# 2009 NodakOutdoors Fantasy Baseball League



## Tator (Dec 10, 2005)

Hey fellas, it's that time of year again to get this rolling. Tator is looking for competition after winning this league for 3 , yes, 3 years in a row. I need competition ladies!!!!!

For those of you who were in last year, and email has been sent to your email address provided at yahoo. Once we get as many in as possible, we will open it up to new guys from nodakoutdoors who think they know how to play fantasy baseball.

Again, I need some competition, someone, anyone.......I've beaten these children for 3 years now, and I am starting to get bored with em...

Let the trash talk begin!!!

For the new guys, PM me and I can get you the password and ID#

I believe you will need a yahoo email address, so get this taken care of if you don't have one

See you in the War Room

Tator


----------



## holmsvc (Nov 26, 2003)

What is the format?

What are the rules?


----------



## Tator (Dec 10, 2005)

roto 5x5


----------



## Tator (Dec 10, 2005)

Well we got most back from last year, so there are a few open spots left for the 2009 Fantasy Baseball League.

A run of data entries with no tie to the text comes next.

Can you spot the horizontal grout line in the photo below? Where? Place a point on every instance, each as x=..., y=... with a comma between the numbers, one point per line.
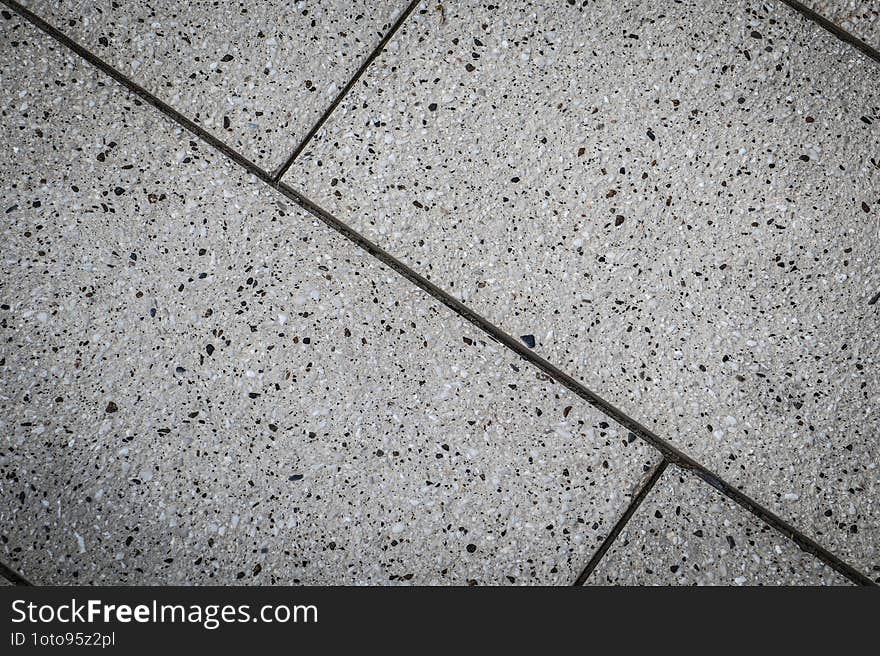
x=835, y=29
x=634, y=504
x=12, y=576
x=364, y=66
x=670, y=453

Get a yahoo account, and sign up. LIVE online draft will be March 27th Friday night 8 pm. Don't need to be at the live draft as you can pre-rank your players and have the computer draft for you.

good luck

ID# is 182037 and the Password is nodak


----------



## Tator (Dec 10, 2005)

DRAFT DATE HAS CHANGED TO SUNDAY MARCH 29TH AT 1 PM

THIS SHOULD HOPEFULLY HELP WITH EVERYONE GETTING TO THE DRAFT IF THEY WANT TO BE THERE!!!


----------



## Tator (Dec 10, 2005)

We have 10 guys already signed up, would like to have 12, but 10 is ok.

2 spots open!!! Draft is Sunday at 1 pm


----------



## hntnmn23 (Feb 26, 2007)

Good Luck Everyone.... :beer:


----------



## 870 XPRS (Mar 12, 2003)

Forgot all about it with the flood and things going on in town here....looking at my team I have a lot of moves to make this year to get into contention.


----------



## Tator (Dec 10, 2005)

you and 'in contention' should not be in same sentence


----------



## 870 XPRS (Mar 12, 2003)

.......point taken.


----------